This is why I encourage everyone to read the comic and/or watch the film to remind us how easy it is to get accustomed to a normalised anti-democratic government, to stop fighting and accept the most atrocious things as banal.“The truth is that there is something terribly wrong with this country” ,V tells the people when he hijacks the state propaganda system to broadcast his message on every TV screen. And there is something terribly wrong with Donald Trump, a white supremacist bigot, becoming president of the United States. Now the unthinkable has occurred – what no one but a few thought possible – how long will it be before we are normalising hate and fear, and ceasing to fight? Moore and Lloyd’s V reminds us that we are responsible for our own freedom or oppression:

“We’ve had a string of embezzlers, frauds, liars and lunatics making a string of catastrophic decisions. This is plain fact. But who elected them? It was you! You who appointed these people! You who gave them the power to make your decisions for you! All you had to say was ‘no’. You have no spine. You have no pride.”
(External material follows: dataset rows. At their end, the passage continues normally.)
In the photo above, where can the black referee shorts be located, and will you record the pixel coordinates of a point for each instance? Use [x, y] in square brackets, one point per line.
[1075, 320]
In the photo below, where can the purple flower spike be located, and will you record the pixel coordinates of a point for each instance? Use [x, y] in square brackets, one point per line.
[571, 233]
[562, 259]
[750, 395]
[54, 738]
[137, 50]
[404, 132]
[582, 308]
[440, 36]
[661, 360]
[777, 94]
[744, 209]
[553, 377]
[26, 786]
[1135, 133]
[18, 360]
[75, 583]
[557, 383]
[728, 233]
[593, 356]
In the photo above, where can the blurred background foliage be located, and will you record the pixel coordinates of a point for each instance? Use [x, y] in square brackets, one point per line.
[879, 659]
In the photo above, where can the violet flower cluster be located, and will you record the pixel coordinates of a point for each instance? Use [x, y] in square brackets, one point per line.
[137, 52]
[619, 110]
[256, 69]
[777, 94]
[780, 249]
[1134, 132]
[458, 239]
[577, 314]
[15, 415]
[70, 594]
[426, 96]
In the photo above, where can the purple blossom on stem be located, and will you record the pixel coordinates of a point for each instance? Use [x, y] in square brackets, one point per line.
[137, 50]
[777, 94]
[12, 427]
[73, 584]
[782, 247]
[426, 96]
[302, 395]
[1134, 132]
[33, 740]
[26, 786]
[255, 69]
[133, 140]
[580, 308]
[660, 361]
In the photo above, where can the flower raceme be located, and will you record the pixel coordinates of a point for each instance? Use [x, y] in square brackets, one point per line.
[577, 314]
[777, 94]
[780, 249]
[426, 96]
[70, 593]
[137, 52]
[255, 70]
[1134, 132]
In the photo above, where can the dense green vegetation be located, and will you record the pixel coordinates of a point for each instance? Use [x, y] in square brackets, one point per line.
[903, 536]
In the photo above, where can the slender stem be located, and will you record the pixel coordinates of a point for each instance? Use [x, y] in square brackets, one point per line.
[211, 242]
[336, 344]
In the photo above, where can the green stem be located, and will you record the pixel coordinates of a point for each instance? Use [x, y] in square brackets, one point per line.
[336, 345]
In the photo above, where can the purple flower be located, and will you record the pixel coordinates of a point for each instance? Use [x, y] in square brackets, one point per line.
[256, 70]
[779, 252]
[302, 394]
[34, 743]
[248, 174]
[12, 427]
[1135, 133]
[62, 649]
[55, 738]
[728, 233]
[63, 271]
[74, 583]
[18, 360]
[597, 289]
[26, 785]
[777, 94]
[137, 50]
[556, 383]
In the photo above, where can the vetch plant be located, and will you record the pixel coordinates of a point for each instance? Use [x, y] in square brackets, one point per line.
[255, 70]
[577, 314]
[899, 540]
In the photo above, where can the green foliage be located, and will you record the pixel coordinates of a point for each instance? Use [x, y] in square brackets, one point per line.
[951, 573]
V is only an idea, the powerful idea that people have the power to rebel against authoritarianism. But there will be no V to come save us all (French people, like me, or Americans, or anyone else whose country is or might be falling into the hands of fascists). In the end, when detective Finch (Stephen Rea) asks Evey (Natalie Portman) who V was, she answers:

 “He was Edmond Dantes. And he was my father… and my mother. My brother. My friend. He was you. And me. He was all of us.”

“People should not be afraid of their governments. Governments should be afraid of their people” Gordon (Stephen Fry) wisely reminds Evey in the movie. So let’s not sit back and ‘wait and see’. Instead, let’s unite, and let’s make an effort to remember, each and every day, that this is not normal.